Le général comte Leonetto Cipriani (né à Centuri en Corse mort à Centuri le ) est un homme politique français naturalisé italien, dont la famille, d'origine à la fois corse et toscane, remonte au XVe siècle et par tradition orale aux Cipriani de Florence, cités dans la Divine Comédie de Dante. Il fut un ardent partisan de l'unité italienne. Son combat fut récompensé en 1861 par l'attribution du titre héréditaire de comte et Sénateur à vie du Royaume d'Italie[1].

À dix-huit ans il fit partie du corps expéditionnaire qui débarqua en Algérie, en 1830, sous les ordres des généraux de Bourmont et Juchereau de Saint-Denis, son parrain, et prit part à la prise d'Alger.

De 1831 à 1834, il voyagea aux Antilles, en Amérique centrale et en Amérique du Sud, région du globe où sa famille avait de grands intérêts. Son père et ses oncles avaient été des intimes de Simón Bolívar, héros de l'indépendance sud américaine. Leonetto Cipriani sut montrer un grand sens des affaires et revint des Antilles avec une somme de six millions de francs-or (l'équivalent de dix-huit millions d'euros).

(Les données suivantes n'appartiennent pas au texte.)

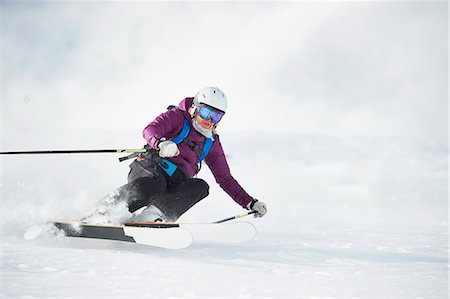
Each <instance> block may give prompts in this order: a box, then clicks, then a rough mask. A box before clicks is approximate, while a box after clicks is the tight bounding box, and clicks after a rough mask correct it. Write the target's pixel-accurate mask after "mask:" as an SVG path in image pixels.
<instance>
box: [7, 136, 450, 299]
mask: <svg viewBox="0 0 450 299" xmlns="http://www.w3.org/2000/svg"><path fill="white" fill-rule="evenodd" d="M81 137H83V136H80V138H81ZM84 137H86V136H84ZM290 137H291V138H285V139H284V140H286V141H285V142H284V143H270V142H269V141H270V140H273V139H274V138H275V136H273V135H271V134H268V133H267V134H263V135H257V134H253V135H252V134H241V135H239V134H233V136H231V134H228V135H227V134H225V133H224V134H223V138H222V139H223V143H224V147H225V150H226V151H227V153H228V156H229V157H228V158H229V162H230V165H231V167H232V170H233V173H234V175H235V177H236V178H237V179H238V180H239V181H240V182H241V184H242V185H243V186H244V187H245V188H246V189H247V190H248V192H249V193H251V194H252V195H254V196H255V197H257V198H259V199H261V200H263V201H265V202H266V203H267V204H268V207H269V212H268V214H267V216H266V217H264V218H262V219H252V218H250V217H248V218H247V219H246V220H250V221H252V222H253V223H254V224H255V225H256V226H257V228H258V231H259V234H258V236H257V239H256V240H254V241H251V242H248V243H244V244H237V245H215V244H207V243H203V244H201V243H200V244H199V243H195V244H193V245H192V246H191V247H189V248H186V249H183V250H177V251H173V250H162V249H157V248H149V247H146V246H140V245H135V244H126V243H120V242H113V241H97V240H80V239H67V238H64V237H61V236H58V237H54V236H49V235H44V236H41V237H40V238H38V239H35V240H31V241H27V240H25V239H24V238H23V233H24V231H25V230H26V228H27V226H28V225H31V224H33V223H40V222H42V221H45V220H47V219H55V218H59V219H64V218H68V217H79V216H82V215H84V213H86V212H87V211H89V210H90V209H91V208H92V207H94V206H95V201H96V200H98V199H100V198H101V197H102V196H103V195H104V194H105V193H107V192H109V191H111V190H112V189H114V188H115V187H116V186H118V185H120V184H121V183H122V182H123V180H124V179H125V177H126V173H127V165H124V164H118V163H116V160H115V159H116V157H115V156H110V155H99V156H96V157H91V156H58V157H56V156H52V157H44V156H39V157H33V158H31V157H23V158H20V159H18V158H11V157H6V158H5V157H4V158H2V167H3V180H2V202H1V204H2V232H3V234H2V271H1V274H2V291H1V292H2V293H1V294H2V298H3V297H4V298H8V297H22V296H25V297H40V298H48V297H62V298H64V297H80V298H84V297H125V298H144V297H147V298H148V297H169V296H172V297H209V298H210V297H274V298H277V297H278V298H279V297H311V296H314V297H345V298H348V297H361V298H369V297H370V298H374V297H423V298H446V296H447V288H448V259H447V254H448V246H447V242H448V234H447V211H446V209H447V202H446V200H447V199H446V187H445V186H446V181H447V164H446V163H447V162H446V159H447V153H446V150H445V146H444V147H442V146H440V145H439V144H437V145H436V144H434V145H430V144H424V143H419V144H418V143H417V142H415V143H413V142H410V141H399V140H396V141H393V140H390V141H389V143H388V144H385V143H384V142H382V141H380V140H374V139H372V140H364V139H330V138H324V137H319V136H303V135H297V136H295V138H292V136H290ZM11 138H13V137H11ZM18 138H19V137H18ZM262 145H264V146H262ZM243 148H245V149H247V151H243V150H242V149H243ZM62 170H64V171H62ZM68 170H70V171H68ZM202 177H204V178H205V179H207V180H208V181H209V182H210V184H211V195H210V196H209V197H208V198H207V199H206V200H204V201H203V202H201V203H199V204H198V205H197V206H195V207H194V208H193V209H192V210H191V211H189V212H188V213H186V214H185V215H184V216H183V217H182V219H180V220H186V221H189V220H203V221H212V220H218V219H221V218H224V217H227V216H231V215H234V214H236V213H238V212H240V209H239V207H238V206H236V205H235V204H234V203H233V202H232V201H231V200H230V199H229V198H228V197H227V195H226V194H224V193H223V192H222V191H221V190H220V189H219V188H218V187H217V186H216V185H215V183H214V180H213V179H212V177H211V175H210V173H209V170H207V167H205V168H204V169H203V171H202Z"/></svg>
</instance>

Lié à la fois aux Bonaparte, par le prince Jérôme Napoléon, dont il était intime, aux Savoie et aux Habsbourg-Toscane, il contribua à l'adhésion volontaire du Grand-duché de Toscane au nouveau Royaume d'Italie. Il fut également un ami de Garibaldi, dont il ne partageait cependant pas l'opinion républicaine. Il fut un farouche adversaire de Mazzini dont les idées carbonari étaient loin des siennes. Il fut officier dans l'armée piémontaise avec le grade de colonel puis de général et participa aux guerres de l'unité italienne contre l'Autriche. Il fut également agent de liaison entre Napoléon III et Victor-Emannuel Ier.

Grand propriétaire foncier en Toscane, en Corse et à Belmont (Californie), il eut l'occasion de traverser l'Atlantique plusieurs fois. Il fut consul du Royaume de Sardaigne à San Francisco en 1852 à 1855. Lors de son premier voyage du Havre à New York, il eut comme compagnons de traversée Lajos Kossuth, héros de la révolution hongroise de 1848 et Lola Montez, pour qui le roi Louis Ier de Bavière perdit son trône. Aventurier dans l'âme, Leonetto Cipriani fut un des premiers à traverser le continent Nord-Américain de part en part.

En 1849, il mit au jour les ruines romaines de Cecina en Toscane, situées sur son domaine.

Son indépendance financière lui permit de jouer un rôle historique sans jamais avoir à faire partie d'une coterie, ni dépendre du pouvoir en place. Sa grande idée était l'unité italienne que seule pouvait assurer la dynastie de Savoie, la seule ayant régné dans la péninsule de façon permanente depuis le Moyen Âge. Les Bourbons, de Naples ou de Parme, ainsi que les Habsbourg, dont il reconnaissait la bonne administration, étaient pour lui des étrangers à l'Italie. Bien que parlant parfaitement le français, et né français, il se reconnaissait comme italien, ayant été élevé entre Pise et Livourne, où sa famille possédait palais et villas.

La signature de la Triple Alliance en 1882 fut un choc pour lui. Il ne comprenait pas, comme beaucoup de ses compatriotes, comment le Royaume d'Italie pouvait s'allier à l'Autriche, l'ennemi de toujours. Il se retira alors de la vie publique et vint vivre dans son château de Bellavista à Centuri en Corse[2].

De son premier mariage avec une américaine de New-York, il eut un fils, Leonetto. De son seconde mariage avec une corse, il eut trois enfants Alexandre, Marie épouse de Dominique Tomasi et Angéline épouse d'Antoine Tomasi.

Il a laissé des Mémoires (Aventura della mia vita), rédigées en 1876, intéressant à la fois l'histoire de l'unité italienne et la conquête de l'Ouest américain.